Step-by-step explanation:
When a uniform cylinder rolls with constant velocity and without sliding along level ground, its rotational kinetic energy can be understood in the context of energy conservation. In this case, where there are no nonconservative forces at work, the total energy of the rolling object is conserved.
The rotational kinetic energy is expressed using the formula K = 1⁄2 Iω², analogous to the translational kinetic energy formula K = 1⁄2 mv². Here, 'I' represents the moment of inertia, 'ω' is the angular velocity, and 'v' is the linear velocity of the object.
The moment of inertia for a cylinder depends on whether it is hollow or solid.
For a hollow cylinder rotating around its central axis, the moment of inertia is I = mR²,
whereas for a solid cylinder, it is I = 1⁄2 mR², where 'm' is mass and 'R' is radius.
Since the question suggests the cylinder rolls without slipping, the linear velocity 'v' is directly related to the angular velocity ω through the relation v = ωR.

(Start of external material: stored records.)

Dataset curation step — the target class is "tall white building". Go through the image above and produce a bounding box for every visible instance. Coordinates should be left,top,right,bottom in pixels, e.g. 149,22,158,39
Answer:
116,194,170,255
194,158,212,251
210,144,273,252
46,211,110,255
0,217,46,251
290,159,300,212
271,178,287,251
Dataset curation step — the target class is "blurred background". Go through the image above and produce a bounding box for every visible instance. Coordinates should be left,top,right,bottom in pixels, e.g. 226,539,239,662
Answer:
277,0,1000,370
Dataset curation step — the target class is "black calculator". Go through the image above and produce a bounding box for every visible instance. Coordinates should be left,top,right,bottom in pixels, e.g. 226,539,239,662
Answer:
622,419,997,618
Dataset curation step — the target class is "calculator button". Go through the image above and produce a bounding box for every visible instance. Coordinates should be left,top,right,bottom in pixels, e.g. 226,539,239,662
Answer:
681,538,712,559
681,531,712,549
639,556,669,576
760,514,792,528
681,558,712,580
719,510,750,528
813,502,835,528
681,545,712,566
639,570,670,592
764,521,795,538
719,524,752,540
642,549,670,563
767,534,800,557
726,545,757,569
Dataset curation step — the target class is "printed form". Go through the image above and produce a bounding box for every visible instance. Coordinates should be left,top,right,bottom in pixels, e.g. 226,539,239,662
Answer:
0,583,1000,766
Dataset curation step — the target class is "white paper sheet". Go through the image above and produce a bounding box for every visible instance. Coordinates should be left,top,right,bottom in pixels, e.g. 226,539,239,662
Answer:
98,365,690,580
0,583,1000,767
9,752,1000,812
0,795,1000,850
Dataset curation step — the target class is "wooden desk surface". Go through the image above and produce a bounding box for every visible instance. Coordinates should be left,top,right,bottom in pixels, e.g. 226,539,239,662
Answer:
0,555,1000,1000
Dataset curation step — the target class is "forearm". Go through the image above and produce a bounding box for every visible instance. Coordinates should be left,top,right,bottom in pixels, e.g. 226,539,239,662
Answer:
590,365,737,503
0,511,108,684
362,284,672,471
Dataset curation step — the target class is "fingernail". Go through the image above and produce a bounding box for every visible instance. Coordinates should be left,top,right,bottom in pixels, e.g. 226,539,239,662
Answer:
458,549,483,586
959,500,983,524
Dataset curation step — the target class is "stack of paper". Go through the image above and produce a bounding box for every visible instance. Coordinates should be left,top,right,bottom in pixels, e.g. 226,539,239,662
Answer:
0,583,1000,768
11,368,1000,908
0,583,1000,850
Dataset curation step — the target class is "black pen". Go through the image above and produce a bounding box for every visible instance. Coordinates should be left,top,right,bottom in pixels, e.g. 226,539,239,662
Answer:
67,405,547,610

This means that the translational kinetic energy and rotational kinetic energy are equally shared for a cylinder rolling without slipping.
Using these relationships, one can calculate the rotational kinetic energy of the cylinder, which is essential in various applications such as the use of flywheels to store energy in vehicles. It also has implications for objects rolling down inclines, as both translational and rotational energies must be accounted for to determine the final velocity of the object.